The 2000 Census put Stillmore’s population at 730, but Slater said uncounted immigrants probably made it more than 1,000. Not anymore, with so many homes abandoned and the streets practically empty.
“This reminds me of what I read about Nazi Germany, the Gestapo coming in and yanking people up,” Slater said.
Immigration and Customs Enforcement spokesman Marc Raimondi would not discuss details of the raids. “We can’t lose sight of the fact that these people were here illegally,” Raimondi said.
At Sucursal Salina No. 2, a store stocked with Mexican fruit sodas and snacks, cashier Alberto Gonzalez said Wednesday that the owner may shutter the place. By midday, Gonzalez has had only six customers. Normally, he would see 100.
The B&S convenience store, owned by Keith and Regan Slater, the mayor’s son and grandson, has lost about 80 percent of its business.

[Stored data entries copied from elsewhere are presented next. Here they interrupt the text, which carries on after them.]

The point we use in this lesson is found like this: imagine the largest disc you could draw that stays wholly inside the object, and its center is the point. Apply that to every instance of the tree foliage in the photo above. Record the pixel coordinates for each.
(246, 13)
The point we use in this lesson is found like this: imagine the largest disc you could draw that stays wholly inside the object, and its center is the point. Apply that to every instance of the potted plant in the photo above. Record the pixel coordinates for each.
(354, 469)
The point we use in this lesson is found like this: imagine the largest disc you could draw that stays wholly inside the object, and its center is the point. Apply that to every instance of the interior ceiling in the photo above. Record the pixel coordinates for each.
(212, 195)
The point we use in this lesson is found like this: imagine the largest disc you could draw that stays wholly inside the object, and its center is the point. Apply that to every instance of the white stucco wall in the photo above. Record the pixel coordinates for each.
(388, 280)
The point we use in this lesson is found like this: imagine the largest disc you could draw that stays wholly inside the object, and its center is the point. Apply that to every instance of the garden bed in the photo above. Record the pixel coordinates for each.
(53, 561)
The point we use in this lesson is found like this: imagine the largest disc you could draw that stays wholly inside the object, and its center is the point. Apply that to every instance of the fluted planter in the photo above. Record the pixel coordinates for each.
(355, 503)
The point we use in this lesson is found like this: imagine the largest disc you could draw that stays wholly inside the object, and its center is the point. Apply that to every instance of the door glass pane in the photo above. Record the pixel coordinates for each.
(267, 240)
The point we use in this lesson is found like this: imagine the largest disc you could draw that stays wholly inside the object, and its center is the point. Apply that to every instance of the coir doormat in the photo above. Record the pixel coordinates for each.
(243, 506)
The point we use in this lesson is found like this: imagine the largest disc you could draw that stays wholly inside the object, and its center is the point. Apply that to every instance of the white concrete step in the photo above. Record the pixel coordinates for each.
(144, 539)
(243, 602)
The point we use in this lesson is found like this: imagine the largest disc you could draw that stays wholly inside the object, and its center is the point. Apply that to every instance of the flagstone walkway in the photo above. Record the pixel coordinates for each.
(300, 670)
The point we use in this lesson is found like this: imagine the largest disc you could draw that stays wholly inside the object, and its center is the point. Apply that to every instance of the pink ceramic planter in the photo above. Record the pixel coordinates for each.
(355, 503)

“These people come over here to make a better way of life, not to blow us up,” complained Keith Slater, who keeps a portrait of Ronald Reagan on the wall. “I’m a die-hard Republican, but I think we missed the boat with this one.”

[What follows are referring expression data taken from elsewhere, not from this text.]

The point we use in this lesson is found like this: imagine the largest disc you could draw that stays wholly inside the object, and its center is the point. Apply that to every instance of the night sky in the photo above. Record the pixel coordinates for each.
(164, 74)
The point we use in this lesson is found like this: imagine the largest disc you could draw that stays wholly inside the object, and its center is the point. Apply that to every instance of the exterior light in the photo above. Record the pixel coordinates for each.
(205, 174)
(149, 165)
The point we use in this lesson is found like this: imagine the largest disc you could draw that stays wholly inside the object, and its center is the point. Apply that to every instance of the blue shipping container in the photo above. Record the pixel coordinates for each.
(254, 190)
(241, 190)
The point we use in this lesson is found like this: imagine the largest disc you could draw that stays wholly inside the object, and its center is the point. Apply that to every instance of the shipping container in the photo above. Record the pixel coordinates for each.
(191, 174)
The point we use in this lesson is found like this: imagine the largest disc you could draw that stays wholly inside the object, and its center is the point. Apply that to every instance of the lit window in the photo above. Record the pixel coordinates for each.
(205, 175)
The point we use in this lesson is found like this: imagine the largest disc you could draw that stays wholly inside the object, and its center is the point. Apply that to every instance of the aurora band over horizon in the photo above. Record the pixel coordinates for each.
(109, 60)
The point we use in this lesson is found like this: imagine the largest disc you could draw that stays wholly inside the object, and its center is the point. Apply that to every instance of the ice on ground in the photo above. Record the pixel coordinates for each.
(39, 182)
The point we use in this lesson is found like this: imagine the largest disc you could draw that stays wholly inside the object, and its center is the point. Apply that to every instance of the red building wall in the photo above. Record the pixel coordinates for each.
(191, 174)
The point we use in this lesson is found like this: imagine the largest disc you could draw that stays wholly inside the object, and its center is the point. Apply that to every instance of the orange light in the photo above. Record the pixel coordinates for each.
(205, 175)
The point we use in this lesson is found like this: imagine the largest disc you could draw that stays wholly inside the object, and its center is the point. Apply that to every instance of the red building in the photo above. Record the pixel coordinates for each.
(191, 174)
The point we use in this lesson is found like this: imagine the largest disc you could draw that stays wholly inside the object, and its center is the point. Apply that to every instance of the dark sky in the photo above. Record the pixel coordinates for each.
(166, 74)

Since the mid-1990s, Stillmore has grown dependent on the paychecks of Mexican workers who originally came for seasonal farm labor, picking the area’s famous Vidalia onions. Many then took year-round jobs at the Crider plant, with a workforce of about 900.
Crider President David Purtle said the agents began inspecting the company’s employment records in May. They found 700 suspected illegal immigrants, and supervisors handed out letters over the summer ordering them to prove they came to the U.S. legally or be fired. Only about 100 kept their jobs.
The arrests started at the plant Sept. 1. Over the Labor Day weekend, agents with guns and bulletproof vests converged on workers’ homes after getting the addresses from Crider’s files.
Antonio Lopez, who came here two years ago from Chiapas, Mexico, and worked at the Crider plant, said agents kicked in his front door. Lopez, 32, and his 15-year-old son were handcuffed and taken by bus to Atlanta with 30 others. Because of the boy, Lopez said, both were allowed to return. In his back pocket, he carries an order to return to Atlanta for a court hearing Feb. 2.
But now, “there’s no people here and I don’t have any work,” he said.
The poultry plant has limped along with half its normal workforce. Crider increased its starting wages by $1 an hour to help recruit new workers.
Stacie Bell, 23, started work canning chicken at Crider a week ago. She said the pay, $7.75 an hour, led her to leave her $5.60-an-hour job as a Wal-Mart cashier in nearby Statesboro. Still, Bell said she felt bad about the raids.
“If they knew eventually that they were going to have to do that, they should have never let them come over here,” she said.